From the diagram it may seem as though the battery we have chosen is insufficiently able to power the robot; however, we are not running all of the high-powered components at the same time, so our chosen battery was sufficient with its 30A continuous discharge. The components that are continuously on are the Intel NUC (12V 5A), Kinect v2 (12V 1.5A), Router (12V 1A), Raspberry Pi 3 (5V 3A), and Arduino Mega (12 0.2A). In total, those components will require around 9A of the total 30A available. As we do not run our DC motors at their stall current, their actual power consumption is around 12A. Finally, we do not run our HEBI motors to their stall current either, so their total max consumption maxes out at around 24V 4.5A, which is around 12V 9A. Since, we never run the HEBI motors at the same time as the base DC motors, our battery was able to handle our robot's workloads.

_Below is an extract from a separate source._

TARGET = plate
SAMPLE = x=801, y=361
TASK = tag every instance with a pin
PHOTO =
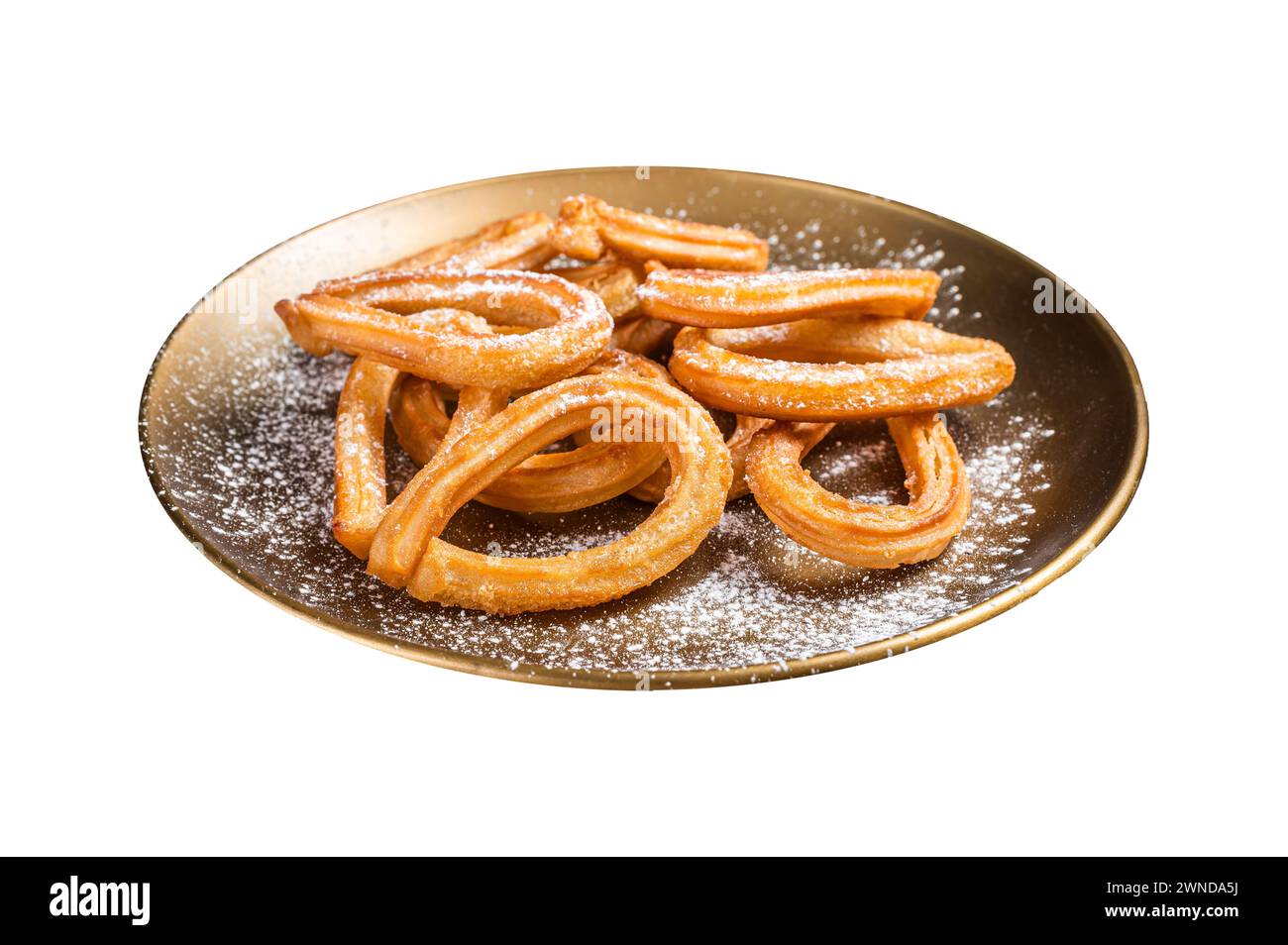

Software Architecture Diagram

The software architecture diagram shown above illustrates which boards our software nodes are running on and the intercommunication between the various nodes. We installed and are running Ubuntu 16.04 on both the Intel NUC and the Raspberry Pi 3. We are utilizing ROS Kinetic Kame as the operating system for the robot because of its inbuilt message passing interface between computers, widespread support of cameras, and ease of use.

Our vision system consists of two parts, the Microsoft Kinect v2 and the Raspberry Pi Camera v2. We use the iai_kinect2 ROS package to enable the Kinect to publish RGB and Depth images to ROS topics that we then subscribe to in our computer vision node. In addition, we use the raspicam ROS node to publish RGB images from the Raspberry Pi that we can then subscribe to in the NUC. Our sensors also have their own nodes based on the information sent from the Arduino Mega to the Raspberry Pi 3. For our computer vision node, we use OpenCV for basic image processing to detect objects at each station and their orientations. In addition, we used Tensorflow to demonstrate our ability to classify the objects at each station in real-time.

Finally, for controlling the robot, we have a planner node that reads in the mission file and communicates with the computer vision node, the sensor nodes, and the motor controller nodes to complete each task in the mission file. In addition, we use the hebiros ROS package to control the HEBI actuators on our robot’s arm.

Software Flow Diagram

The figure above depicts the flow of our ShipBot. In the first phase, the robot is initialized with the mission file, and localizes itself using the ultrasonic sensors and the Kinect v2. Then, the robot enters a loop where it moves to the desired station, captures an RGB and depth image using the Kinect, processes it to determine the location of the target object, determines the arm configuration necessary to reach the target object using inverse kinematics, and then plans a path from the current location of the arm to the desired location. Finally, the robot observes the target object up close using the Raspberry Pi camera and processes the current configuration of the object. Then, the planner takes the congregated information and instructs the robot to actuate the target object according to the mission. Upon completion, the robot does another visual check to ensure the objective has been completed correctly before moving on to its next objective. This command loop is repeated until all objectives specified by the mission file have been properly completed.